こんな女性レギュラーが他の刑事ドラマに存在するでしょうか?w 少なくとも、職務のために私情を捨てることを美徳とする『太陽にほえろ!』じゃ絶対にあり得ない。だからこそあえて王道『太陽~』と真逆のアプローチを試みたのかも知れないけど、私は到底共感できませんw
でも、刑事ドラマとしてじゃなく「人間ドラマ」として捉えたら、こっちの方がリアルなのかも知れません。女って多分、こういう生きものでしょうから。
私はこれまで『非情のライセンス』のどこが面白いのか正直よく解らなかったんだけど、このエピソードを観てちょっと解った気がしました。要するにこのリアルさ……と言うより生々しさですよね。
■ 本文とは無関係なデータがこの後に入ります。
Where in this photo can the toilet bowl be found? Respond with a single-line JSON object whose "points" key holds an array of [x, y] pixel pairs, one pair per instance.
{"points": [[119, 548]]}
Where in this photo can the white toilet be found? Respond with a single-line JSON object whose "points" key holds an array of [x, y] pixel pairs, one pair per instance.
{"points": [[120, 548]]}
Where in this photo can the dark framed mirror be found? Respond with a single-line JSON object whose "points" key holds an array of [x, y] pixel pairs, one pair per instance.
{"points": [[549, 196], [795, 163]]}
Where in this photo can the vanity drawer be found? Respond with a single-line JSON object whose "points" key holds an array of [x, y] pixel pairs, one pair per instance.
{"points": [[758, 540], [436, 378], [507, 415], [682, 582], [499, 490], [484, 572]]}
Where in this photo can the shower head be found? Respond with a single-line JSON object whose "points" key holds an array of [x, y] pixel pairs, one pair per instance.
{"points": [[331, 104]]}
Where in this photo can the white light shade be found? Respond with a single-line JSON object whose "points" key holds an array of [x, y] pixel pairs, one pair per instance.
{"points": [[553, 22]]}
その最たるものが『太陽~』ではタブーとされてるセックス描写で、『非情~』には頻繁に登場するし、今回も悠子と大和田の濡れ場が(見せ方はソフトながら)ちゃんと描かれてます。
オトナの男女が愛し合えばチョメチョメするのは当たり前であり、それを仄めかすことすら許されない『太陽~』でいくら男女愛を描いてもイマイチ説得力が無い。だからこそ家族揃って安心して観られたワケだけど、夜10時台放送の『非情~』は『太陽~』に出来ないことを意識的に追究し、違った客層(現在ではテレビ業界から完全に無視されてる成人男性層)を取り込むことに成功したんだろうと思います。
ほんと笑っちゃうくらい、何から何までアダルト風味。だから精神年齢が中学生レベルの私にはなかなか響いて来ない。今回その良さをちょっとだけ理解した分、ちょっとだけ大人になれた気がしないでもありませんw
なお、次回(第102話)からは財津一郎さん扮する「ばってん刑事」こと堀刑事も新加入。降板された左とん平さん=コメディリリーフ枠の後任ですね。